The organization doesn't even address washing your hands before you touch your face, but that's important, too, says infectious disease expert Amesh A. Adalja, M.D., senior scholar at the Johns Hopkins Center for Health Security. Putting your dirty, unwashed hands on your face (specifically in your nose, mouth, and eyes) basically invites germs into your body, where they can make you sick, he explains.

Washing your hands a little is better than not washing your hands at all. Washing your hands correctly is one of the best ways to prevent illnesses like coronavirus COVID-19 from spreading, but "any amount of handwashing is better than none," says Dr. Watkins. So while it might not be optimal hand washing, don't forgo it entirely if you're in a rush.

OK, so what's the correct way to wash your hands?
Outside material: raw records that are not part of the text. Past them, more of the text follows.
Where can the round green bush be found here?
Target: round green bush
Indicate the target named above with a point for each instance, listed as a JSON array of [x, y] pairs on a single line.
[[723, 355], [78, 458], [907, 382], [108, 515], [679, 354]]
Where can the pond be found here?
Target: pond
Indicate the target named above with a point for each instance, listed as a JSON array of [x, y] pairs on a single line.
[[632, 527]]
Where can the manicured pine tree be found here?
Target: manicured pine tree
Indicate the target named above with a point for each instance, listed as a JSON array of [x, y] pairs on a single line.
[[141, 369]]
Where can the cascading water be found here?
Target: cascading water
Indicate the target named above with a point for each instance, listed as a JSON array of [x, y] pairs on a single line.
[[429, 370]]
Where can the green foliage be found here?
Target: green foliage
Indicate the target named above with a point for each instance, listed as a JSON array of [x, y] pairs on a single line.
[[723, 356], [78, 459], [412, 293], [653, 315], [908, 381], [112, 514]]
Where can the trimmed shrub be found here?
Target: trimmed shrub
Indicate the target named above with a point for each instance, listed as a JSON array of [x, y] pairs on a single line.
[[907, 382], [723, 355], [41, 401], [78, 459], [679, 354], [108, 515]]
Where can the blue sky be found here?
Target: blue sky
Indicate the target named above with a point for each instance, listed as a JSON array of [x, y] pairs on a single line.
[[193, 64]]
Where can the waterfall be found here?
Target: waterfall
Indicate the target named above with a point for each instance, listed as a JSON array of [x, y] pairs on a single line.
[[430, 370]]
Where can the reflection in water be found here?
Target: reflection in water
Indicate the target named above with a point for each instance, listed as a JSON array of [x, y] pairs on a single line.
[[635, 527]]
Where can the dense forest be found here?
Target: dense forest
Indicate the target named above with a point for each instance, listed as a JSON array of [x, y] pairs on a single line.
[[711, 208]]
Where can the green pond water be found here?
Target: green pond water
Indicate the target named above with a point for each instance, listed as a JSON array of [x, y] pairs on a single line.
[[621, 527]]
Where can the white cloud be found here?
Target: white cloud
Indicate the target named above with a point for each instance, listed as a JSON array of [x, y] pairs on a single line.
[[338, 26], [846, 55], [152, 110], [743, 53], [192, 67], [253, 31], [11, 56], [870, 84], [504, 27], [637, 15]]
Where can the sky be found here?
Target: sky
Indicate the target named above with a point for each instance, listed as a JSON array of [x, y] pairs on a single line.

Yes, you learned how to wash your hands as a kid and yes, it's not rocket science. But if you're like most people, you still don't know how to correctly wash your hands.

Here's the step-by-step guide to washing your hands, including how long you should wash your hands (and insight on where that "wash your hands song" came from), according to the CDC:

  1. Wet your hands with clean, running water (warm or cold), turn off the tap, and apply soap.
  2. Lather your hands by rubbing them together with the soap. Lather the backs of your hands, between your fingers, and under your nails.
  3. Scrub your hands for at least 20 seconds, which is about the length of time it takes to sing the "Happy Birthday" song from beginning to end twice.
  4. Rinse your hands well under clean, running water.
  5. Dry your hands using a clean towel or air dry them.

How much soap are we talking about here? "Enough soap to get a decent lather," says Willards. "This provides visual cues to move the bubbles around to all areas."

Sure, no one is perfect and, you're still probably not going to correctly wash your hands every single time, but given how helpless people are feeling right now about the seemingly imminent coronavirus COVID-19, washing your hands often and well is a great way to take back some control.

Now, go wash your hands. Seriously.

The information in this story is accurate as of press time. As updates about coronavirus COVID-19 continue to evolve, it’s possible that some information and recommendations in this story have changed since initial publication. We encourage you to check in regularly with resources such as the CDC, the WHO, and your local public health department for the most up-to-date data and recommendations.